On the matter of immunity the Constitutional Court found:
“Zimbabwe’s agreement to be bound by the Tribunal Protocol, including article 32[on enforcement and execution], constitutes an express waiver in terms of section 3(1) of the Immunities Act. It is a waiver by Zimbabwe of its right to rely on its sovereign immunity from the jurisdiction of South African courts to register and enforce decisions of the Tribunal made against it.”
The Constitutional Court ruled that the common law rules on enforcement, applicable to the judgments of foreign states, had to be extended to the judgments granted by international tribunals.
The second judgment, Mukaddam v. Pioneer Foods (Pty) Ltd and Others, concerned a class action against a number of producers of bread, based on anti-competitive conduct. Mr Mukaddam was one of a number of bread distributors. The Competition Tribunal had already found the producers guilty of anti-competitive conduct and imposed fines. The High Court of the Western Cape and the refused certification, since many of the applicants were corporate entities and since the courts found that the issues raised against the various respondents were different.

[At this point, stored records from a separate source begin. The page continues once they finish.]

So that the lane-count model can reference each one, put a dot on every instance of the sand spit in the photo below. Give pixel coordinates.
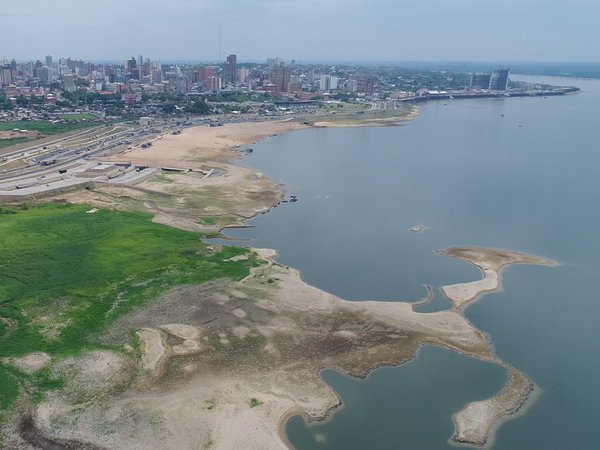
(227, 379)
(230, 361)
(476, 423)
(491, 262)
(152, 348)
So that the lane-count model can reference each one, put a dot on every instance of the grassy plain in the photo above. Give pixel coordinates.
(66, 275)
(44, 127)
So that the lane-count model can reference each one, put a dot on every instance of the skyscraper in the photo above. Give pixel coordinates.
(480, 80)
(499, 80)
(230, 70)
(280, 76)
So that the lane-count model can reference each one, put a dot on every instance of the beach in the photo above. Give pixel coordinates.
(225, 364)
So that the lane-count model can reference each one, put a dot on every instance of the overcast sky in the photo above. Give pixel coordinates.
(308, 30)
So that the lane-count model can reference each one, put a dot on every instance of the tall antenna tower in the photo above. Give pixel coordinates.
(220, 43)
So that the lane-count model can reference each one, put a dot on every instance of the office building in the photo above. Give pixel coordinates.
(480, 81)
(499, 80)
(280, 76)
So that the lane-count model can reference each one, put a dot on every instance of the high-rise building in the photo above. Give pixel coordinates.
(244, 73)
(230, 70)
(69, 83)
(6, 77)
(280, 76)
(480, 80)
(499, 80)
(45, 74)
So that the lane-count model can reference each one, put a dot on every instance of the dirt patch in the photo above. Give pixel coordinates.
(31, 363)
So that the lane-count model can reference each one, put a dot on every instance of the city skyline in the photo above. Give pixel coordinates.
(313, 30)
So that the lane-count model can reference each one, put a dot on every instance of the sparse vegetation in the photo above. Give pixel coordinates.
(67, 275)
(254, 402)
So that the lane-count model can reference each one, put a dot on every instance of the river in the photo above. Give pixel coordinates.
(515, 173)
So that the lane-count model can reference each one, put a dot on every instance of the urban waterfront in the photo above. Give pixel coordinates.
(514, 173)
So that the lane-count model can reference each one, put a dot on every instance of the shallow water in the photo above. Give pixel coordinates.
(527, 181)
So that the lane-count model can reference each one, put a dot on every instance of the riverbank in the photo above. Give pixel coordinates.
(235, 356)
(491, 263)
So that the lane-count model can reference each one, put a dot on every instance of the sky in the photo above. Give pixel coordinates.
(304, 30)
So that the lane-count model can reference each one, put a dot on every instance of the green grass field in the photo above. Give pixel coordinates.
(45, 127)
(66, 275)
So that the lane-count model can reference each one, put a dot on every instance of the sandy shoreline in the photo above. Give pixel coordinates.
(296, 326)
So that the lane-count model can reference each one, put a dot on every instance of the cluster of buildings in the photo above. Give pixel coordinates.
(142, 76)
(497, 80)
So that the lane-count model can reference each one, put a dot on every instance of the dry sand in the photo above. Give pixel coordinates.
(241, 357)
(230, 361)
(490, 262)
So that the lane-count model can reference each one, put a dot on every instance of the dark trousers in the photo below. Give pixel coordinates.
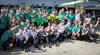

In its judgment, Children’s Resource Centre Trust v Pioneer Food (delivered on 29 November 2012), the Supreme Court of Appeal grappled with the issue that the South African Constitution allows class actions (in s. 38c), but that there is no legislation on the matter. The Court stated: “We are thus confronted with a situation where the class action is given express constitutional recognition, but nothing has been done to regulate it. The courts must therefore address the issue in the exercise of their inherent power to protect and regulate their own process and to develop the common law in the interests of justice.”
It has long been disputed whether class actions are only permitted in constitutional matters or also in civil matters. Therefore the claimants invoked their right to access to food (s. 27,1b of the Constitution). The Court, however, found that their right to access to the courts (s. 34) was sufficient to allow a class action, as they would not be able to bring their claims as individual plaintiffs. Moreover, the Court recognised the general possibility of civil class actions and set down requirements for such actions, including certification. The Court set down the elements that a court should use in the assessment of certification:
- the existence of a class identifiable by objective criteria;
- a cause of action raising a triable issue;
- that the right to relief depends upon the determination of issues of fact, or law, or both, common to all members of the class;
- that the relief sought, or damages claimed, flow from the cause of action and are ascertainable and capable of determination;
- that where the claim is for damages there is an appropriate procedure for allocating the damages to the members of the class;
- that the proposed representative is suitable to be permitted to conduct the action and represent the class;
- whether given the composition of the class and the nature of the proposed action a class action is the most appropriate means of determining the claims of class members.
The Court subsequently allowed certification of one of the classes and refused certification for the other in this particular case (the different classes related to different geographical areas of the country and different dates).
The standard set by the Supreme Court of Appeal was accepted by all parties, and the Constitutional Court proceeded on that basis. The Court then found that the factors laid down by the Supreme Court of Appeal had to be assessed in view of the interests of justice and that the absence of one factor must not oblige a court to refuse certification. The appeal was allowed on this basis. The South African Courts are thus again developing the law of civil procedure.